Poor Gentleman is one of Margaret Oliphant’s many Victorian novels of middle class English life, and this volume is the second of the original two volume publication. Oliphant was one of the most prolific and respected writers of the era, with a working career that produced more than ninety novels and hundreds of articles, all written under the financial pressure of supporting her own children and several extended family members after her husband’s early death.
The novel takes up the figure of the poor gentleman of the title, a man whose social standing is respectable but whose financial situation is precarious in ways that the rigid class structures of Victorian England made particularly difficult. The poor gentleman is a recurring type in nineteenth century English fiction, with his pride, his limited options, and his exposure to the complicated negotiations between class and money giving novelists significant material to work with. Oliphant uses the type with the kind of psychological care that characterizes her best work, and the second volume carries the story toward whatever resolution she has been building across the wider novel.
What distinguishes Oliphant from many of her contemporaries is her unsparing eye for the limitations of the social world she was depicting.

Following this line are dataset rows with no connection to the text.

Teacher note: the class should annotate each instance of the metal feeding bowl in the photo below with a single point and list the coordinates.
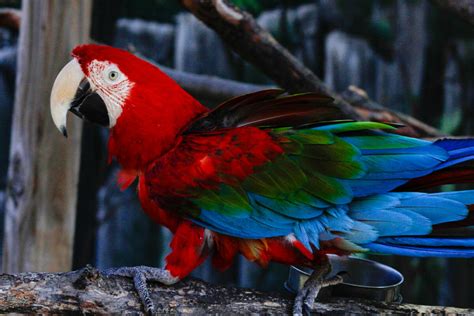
(363, 279)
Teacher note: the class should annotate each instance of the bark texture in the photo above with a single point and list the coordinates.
(43, 170)
(87, 291)
(240, 31)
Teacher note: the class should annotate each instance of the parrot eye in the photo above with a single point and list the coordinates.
(113, 75)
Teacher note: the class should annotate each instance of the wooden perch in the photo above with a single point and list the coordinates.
(87, 291)
(239, 30)
(10, 19)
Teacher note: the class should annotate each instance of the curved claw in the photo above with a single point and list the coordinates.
(305, 298)
(140, 276)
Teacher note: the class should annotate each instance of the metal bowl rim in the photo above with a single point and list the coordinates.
(402, 279)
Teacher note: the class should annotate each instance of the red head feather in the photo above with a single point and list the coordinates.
(154, 112)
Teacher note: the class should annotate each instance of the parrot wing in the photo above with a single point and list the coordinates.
(310, 179)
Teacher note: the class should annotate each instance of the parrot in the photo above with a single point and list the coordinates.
(269, 175)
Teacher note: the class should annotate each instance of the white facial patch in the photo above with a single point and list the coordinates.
(111, 85)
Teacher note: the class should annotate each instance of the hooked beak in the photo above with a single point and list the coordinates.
(72, 92)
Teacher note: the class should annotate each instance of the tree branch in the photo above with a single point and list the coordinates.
(87, 291)
(462, 8)
(239, 30)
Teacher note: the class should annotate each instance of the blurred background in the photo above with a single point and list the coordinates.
(408, 55)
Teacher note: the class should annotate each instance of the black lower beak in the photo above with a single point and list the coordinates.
(89, 106)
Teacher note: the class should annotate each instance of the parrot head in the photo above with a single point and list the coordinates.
(144, 108)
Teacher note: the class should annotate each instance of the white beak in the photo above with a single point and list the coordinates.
(63, 93)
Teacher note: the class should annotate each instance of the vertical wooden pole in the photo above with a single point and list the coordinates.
(44, 167)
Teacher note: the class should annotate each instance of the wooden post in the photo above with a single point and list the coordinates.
(44, 167)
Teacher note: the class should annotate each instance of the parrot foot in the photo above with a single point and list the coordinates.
(140, 276)
(307, 295)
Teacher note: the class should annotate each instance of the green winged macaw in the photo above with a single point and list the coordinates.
(271, 176)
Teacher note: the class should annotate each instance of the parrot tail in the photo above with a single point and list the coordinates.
(459, 168)
(451, 213)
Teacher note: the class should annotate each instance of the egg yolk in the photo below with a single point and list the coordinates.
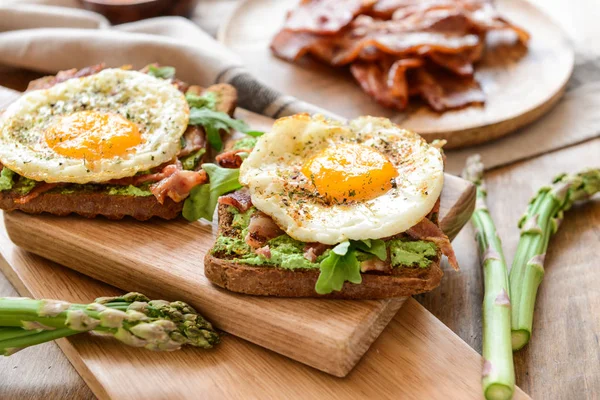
(92, 135)
(350, 172)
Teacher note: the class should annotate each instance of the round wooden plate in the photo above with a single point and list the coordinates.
(520, 86)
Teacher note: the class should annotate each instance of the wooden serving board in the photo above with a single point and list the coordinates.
(416, 356)
(164, 259)
(520, 87)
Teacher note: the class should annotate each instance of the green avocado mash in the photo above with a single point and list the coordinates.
(6, 179)
(414, 253)
(289, 253)
(22, 185)
(128, 191)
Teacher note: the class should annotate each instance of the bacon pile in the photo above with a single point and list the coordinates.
(397, 49)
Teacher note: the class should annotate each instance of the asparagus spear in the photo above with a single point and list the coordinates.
(498, 375)
(132, 318)
(540, 222)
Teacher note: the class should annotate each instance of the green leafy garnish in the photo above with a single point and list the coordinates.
(202, 200)
(161, 72)
(340, 266)
(213, 122)
(343, 265)
(190, 161)
(205, 100)
(6, 179)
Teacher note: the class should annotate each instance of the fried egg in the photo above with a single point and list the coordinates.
(323, 181)
(105, 126)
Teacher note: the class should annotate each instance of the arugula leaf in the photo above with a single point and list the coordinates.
(206, 99)
(190, 161)
(202, 200)
(6, 179)
(161, 72)
(341, 265)
(372, 246)
(342, 248)
(213, 122)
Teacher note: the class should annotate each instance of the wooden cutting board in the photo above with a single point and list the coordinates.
(519, 87)
(164, 259)
(416, 356)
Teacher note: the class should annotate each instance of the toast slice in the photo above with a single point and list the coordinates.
(268, 280)
(98, 202)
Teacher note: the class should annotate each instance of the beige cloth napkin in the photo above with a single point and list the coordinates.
(53, 35)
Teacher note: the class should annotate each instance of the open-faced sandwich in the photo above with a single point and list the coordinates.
(332, 209)
(113, 142)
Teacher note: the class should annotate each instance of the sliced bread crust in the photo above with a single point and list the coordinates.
(274, 281)
(91, 205)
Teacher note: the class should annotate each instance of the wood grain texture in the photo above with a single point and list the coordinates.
(562, 360)
(164, 258)
(45, 365)
(416, 357)
(518, 89)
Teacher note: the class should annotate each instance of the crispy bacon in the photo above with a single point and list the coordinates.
(325, 17)
(261, 229)
(442, 91)
(195, 139)
(313, 250)
(264, 251)
(62, 76)
(399, 48)
(427, 230)
(231, 158)
(178, 184)
(239, 199)
(157, 174)
(384, 82)
(38, 189)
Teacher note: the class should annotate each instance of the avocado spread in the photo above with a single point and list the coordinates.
(288, 253)
(11, 181)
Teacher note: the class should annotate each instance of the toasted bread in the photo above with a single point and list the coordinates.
(273, 281)
(92, 204)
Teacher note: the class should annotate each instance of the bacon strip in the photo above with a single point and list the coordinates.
(231, 158)
(38, 189)
(386, 83)
(261, 229)
(178, 185)
(239, 199)
(325, 16)
(443, 91)
(427, 230)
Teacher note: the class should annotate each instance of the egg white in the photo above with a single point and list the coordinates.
(156, 106)
(271, 173)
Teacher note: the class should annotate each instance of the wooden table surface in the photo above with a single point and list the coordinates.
(563, 359)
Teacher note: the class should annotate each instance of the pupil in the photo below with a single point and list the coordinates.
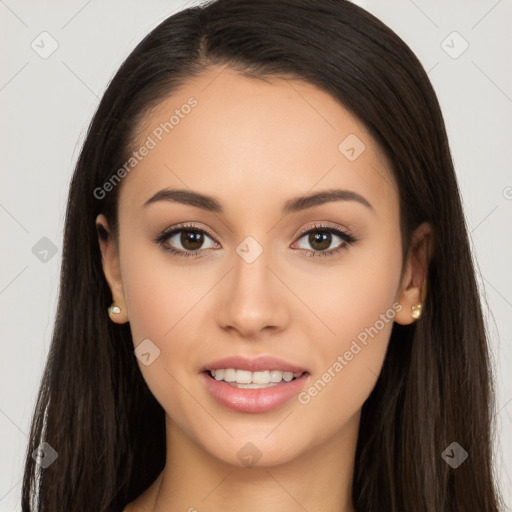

Her novels are sometimes funny, often moving, and almost always more morally complicated than their domestic settings would suggest. She was not a sentimental writer despite the sometimes sentimental subject matter she worked with, and her best novels reward the patient reader with insights into Victorian middle class life that drier social histories cannot match. The middle class in particular interested her because she understood the precariousness of its position and the constant performance required to maintain it.
Oliphant’s prose is unhurried in the way Victorian novels often are, with long passages of psychological observation, careful descriptions of social setting, and dialogue that captures the formal rhythms of polite middle class speech in the period. For readers interested in Victorian fiction, in the wider catalogue of Margaret Oliphant beyond her famous Carlingford novels and her ghost stories, or in the women writers of the era who have been overshadowed by their male contemporaries, Poor Gentleman is worth knowing.